Mynde Mayfield from myndemayfield.com wanted me to comment on comparing ourselves to other people. Her twitter handle is @myndemayfield
My short answer about comparing is that it’s ALWAYS a losing game.
So why do it? You’re never going to come out on top, so do yourself a favor and resist the temptation.
It’s human nature to always be checking ourselves. But there is another way. We can practice just allowing ourselves to be.
We can begin to practice letting go of the reference point of “other” to know we exist and are okay.
We compare ourselves to others to either feel superior or to feel like crap.
We like to feel superior so we can fortify against any soft spot we know darn well is there.
We like to feel like crap because there is some weird comfort in our little putrid cocoon of low expectations for ourself, and our victim story that goes round and round and gives us an excuse not to take responsibility for our lives.

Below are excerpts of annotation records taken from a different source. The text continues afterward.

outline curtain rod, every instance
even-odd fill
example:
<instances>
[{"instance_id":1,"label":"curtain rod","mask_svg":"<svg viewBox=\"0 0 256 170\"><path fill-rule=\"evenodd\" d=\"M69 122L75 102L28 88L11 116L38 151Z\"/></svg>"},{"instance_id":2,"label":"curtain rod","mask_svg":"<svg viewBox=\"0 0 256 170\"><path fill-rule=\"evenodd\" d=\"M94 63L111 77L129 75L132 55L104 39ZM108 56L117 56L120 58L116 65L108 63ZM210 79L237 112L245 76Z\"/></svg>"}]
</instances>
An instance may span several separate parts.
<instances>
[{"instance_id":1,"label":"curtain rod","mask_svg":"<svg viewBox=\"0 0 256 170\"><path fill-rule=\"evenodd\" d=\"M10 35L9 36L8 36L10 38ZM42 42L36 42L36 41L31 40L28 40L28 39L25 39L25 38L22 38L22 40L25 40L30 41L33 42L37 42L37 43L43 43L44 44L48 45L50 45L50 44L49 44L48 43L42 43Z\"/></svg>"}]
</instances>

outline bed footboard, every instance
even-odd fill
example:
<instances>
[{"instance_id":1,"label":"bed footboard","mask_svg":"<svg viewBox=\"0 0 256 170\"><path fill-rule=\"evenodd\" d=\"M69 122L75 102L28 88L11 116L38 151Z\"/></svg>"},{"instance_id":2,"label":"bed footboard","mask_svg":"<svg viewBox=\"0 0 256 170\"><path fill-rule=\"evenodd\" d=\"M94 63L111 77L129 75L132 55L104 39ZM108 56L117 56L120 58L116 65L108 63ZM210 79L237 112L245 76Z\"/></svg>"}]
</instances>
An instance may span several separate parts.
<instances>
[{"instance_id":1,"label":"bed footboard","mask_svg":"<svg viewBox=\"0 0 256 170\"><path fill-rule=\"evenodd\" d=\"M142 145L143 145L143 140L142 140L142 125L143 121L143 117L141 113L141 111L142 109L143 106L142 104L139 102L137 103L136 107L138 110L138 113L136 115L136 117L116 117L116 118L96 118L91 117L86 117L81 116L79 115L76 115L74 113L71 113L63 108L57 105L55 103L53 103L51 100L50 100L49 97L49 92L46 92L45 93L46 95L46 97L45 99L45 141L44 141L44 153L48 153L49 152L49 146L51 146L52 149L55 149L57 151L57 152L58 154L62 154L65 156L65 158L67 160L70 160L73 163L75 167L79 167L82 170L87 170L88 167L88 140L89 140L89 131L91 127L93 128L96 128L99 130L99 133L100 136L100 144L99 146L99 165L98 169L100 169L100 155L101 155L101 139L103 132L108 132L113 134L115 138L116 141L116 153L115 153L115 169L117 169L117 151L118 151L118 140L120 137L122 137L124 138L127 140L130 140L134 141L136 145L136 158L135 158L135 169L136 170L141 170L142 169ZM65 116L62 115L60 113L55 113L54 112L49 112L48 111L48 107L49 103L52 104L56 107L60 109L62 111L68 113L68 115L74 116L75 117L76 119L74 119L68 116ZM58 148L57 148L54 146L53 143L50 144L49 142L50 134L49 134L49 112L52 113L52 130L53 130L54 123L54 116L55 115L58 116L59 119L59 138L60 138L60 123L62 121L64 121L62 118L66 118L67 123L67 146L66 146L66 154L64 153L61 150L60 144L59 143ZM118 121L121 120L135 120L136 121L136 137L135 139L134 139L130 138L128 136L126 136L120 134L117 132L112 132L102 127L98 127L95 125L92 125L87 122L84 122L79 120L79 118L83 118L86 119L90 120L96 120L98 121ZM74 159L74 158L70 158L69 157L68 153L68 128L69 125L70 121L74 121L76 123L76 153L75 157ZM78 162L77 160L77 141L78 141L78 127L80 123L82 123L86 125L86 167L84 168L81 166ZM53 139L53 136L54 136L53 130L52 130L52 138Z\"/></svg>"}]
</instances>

If we feel like crap all the time and keep feeding that, we never have to take any risks, and never have to feel the bracing wind of vulnerability, or failure, or *gasp* success!
There are always going to be people doing things better than us, and doing things worse than us. The main thing, from my viewpoint, is to be as genuine as you possibly can in everything you are doing and to be fully present. My teachers have mentioned about a gazillion times to me, that those two things can bring you ALOT of happiness and contentment in life.
SECRET: there’s nowhere to get too. There’s no giant prize for being the best. We can just relax and enjoy the process of expressing ourselves fully and releasing our attachment to the outcome. Things don’t have to be perfect or masterful to be effective. Notice how AFFECTED we are by dogs and children. They certainly don’t know how to write well or market well or get a lot of followers on Twitter. But they are genuine and present and are doing the best they know how. It’s quite beautiful isn’t it?
Trust your own path. A Buddhist teaching goes something like this; Better to walk your own path well than another’s poorly.